Les gratte-ciel résidentiels de luxe de « Billionaire's Row » à Manhattan sont visibles depuis Central Park à New York, le 20 février 2022. [AP Photo/Ted Shaffrey]

Mais la réalité est tout autre dans l'entourage des riches et des super-riches. Les coupes de champagne s'entrechoquent à Wall Street, dans la propriété de Donald Trump à Mar-a-Lago, à la Maison-Blanche et au Capitole, alors que la bourse explose et que la manne récoltée par les oligarques américains et leurs serviteurs politiques sous Joe Biden devrait être massivement amplifiée sous l'administration Trump entrante.

Le président sortant Joe Biden passe ses vacances chez David Rubenstein, cofondateur milliardaire du groupe Carlyle, à Nantucket. Kamala Harris, candidate battue à l'élection présidentielle, prend du soleil à Hawaï.
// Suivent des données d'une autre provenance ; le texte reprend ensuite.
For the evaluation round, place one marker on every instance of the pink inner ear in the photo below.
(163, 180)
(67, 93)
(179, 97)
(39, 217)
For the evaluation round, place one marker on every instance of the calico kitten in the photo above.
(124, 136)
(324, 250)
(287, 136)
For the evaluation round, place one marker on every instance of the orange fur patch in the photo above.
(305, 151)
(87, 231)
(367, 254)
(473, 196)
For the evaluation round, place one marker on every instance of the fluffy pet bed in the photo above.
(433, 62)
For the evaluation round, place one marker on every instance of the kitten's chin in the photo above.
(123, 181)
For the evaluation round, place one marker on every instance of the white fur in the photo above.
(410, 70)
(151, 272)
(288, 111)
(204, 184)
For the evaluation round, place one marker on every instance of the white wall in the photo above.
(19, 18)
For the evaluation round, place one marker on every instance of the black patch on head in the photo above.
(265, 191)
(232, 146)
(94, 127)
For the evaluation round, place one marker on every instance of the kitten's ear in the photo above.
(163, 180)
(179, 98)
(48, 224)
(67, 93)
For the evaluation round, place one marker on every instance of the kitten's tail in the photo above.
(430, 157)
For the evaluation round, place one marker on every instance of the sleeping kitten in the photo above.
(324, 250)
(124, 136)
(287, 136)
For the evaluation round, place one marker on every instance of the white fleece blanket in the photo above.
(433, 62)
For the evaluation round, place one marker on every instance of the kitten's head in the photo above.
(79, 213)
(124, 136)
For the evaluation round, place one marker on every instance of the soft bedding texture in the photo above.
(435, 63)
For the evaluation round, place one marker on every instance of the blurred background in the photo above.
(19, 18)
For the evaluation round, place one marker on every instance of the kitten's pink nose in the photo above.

La plupart de leurs électeurs, et la plupart de ceux de Trump, luttent pour joindre les deux bouts.

10 milliardaires se sont enrichis collectivement de 172 milliards $ depuis le 5 novembre.
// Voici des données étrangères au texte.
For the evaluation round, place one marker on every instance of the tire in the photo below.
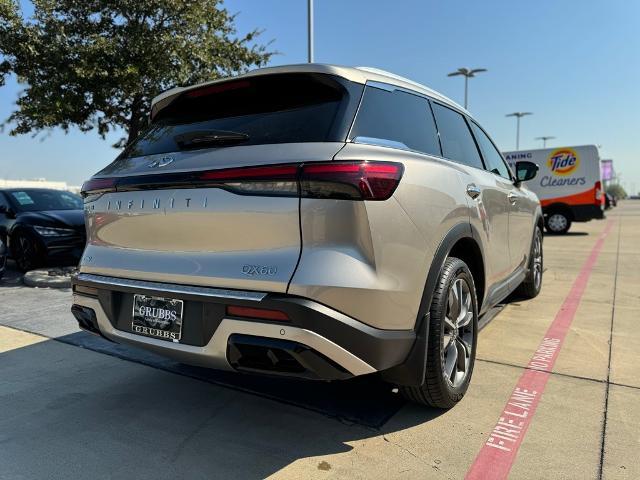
(26, 252)
(440, 388)
(532, 284)
(558, 222)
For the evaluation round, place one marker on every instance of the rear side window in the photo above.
(457, 143)
(278, 108)
(492, 158)
(396, 117)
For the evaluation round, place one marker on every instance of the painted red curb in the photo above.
(495, 459)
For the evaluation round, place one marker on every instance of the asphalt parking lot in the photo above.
(555, 393)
Les rangs des milliardaires américains sont passés à 800 sous Biden et leur richesse collective a augmenté de 62 % pour atteindre plus de 6200 milliards de dollars (sans compter les centaines de milliards supplémentaires amassés lors de la flambée des marchés boursiers depuis l'élection de Trump). En décembre de l'année dernière, le 1 % d'Américains les plus fortunés accaparait 21 % de tous les revenus personnels, soit plus du double de la part des 50 % les moins fortunés. Le premier pour cent des Américains possédait 35 % de toutes les richesses personnelles et les 10 % supérieurs en possédaient 71 %, tandis que les 50 % inférieurs n'en possédaient que 1 %.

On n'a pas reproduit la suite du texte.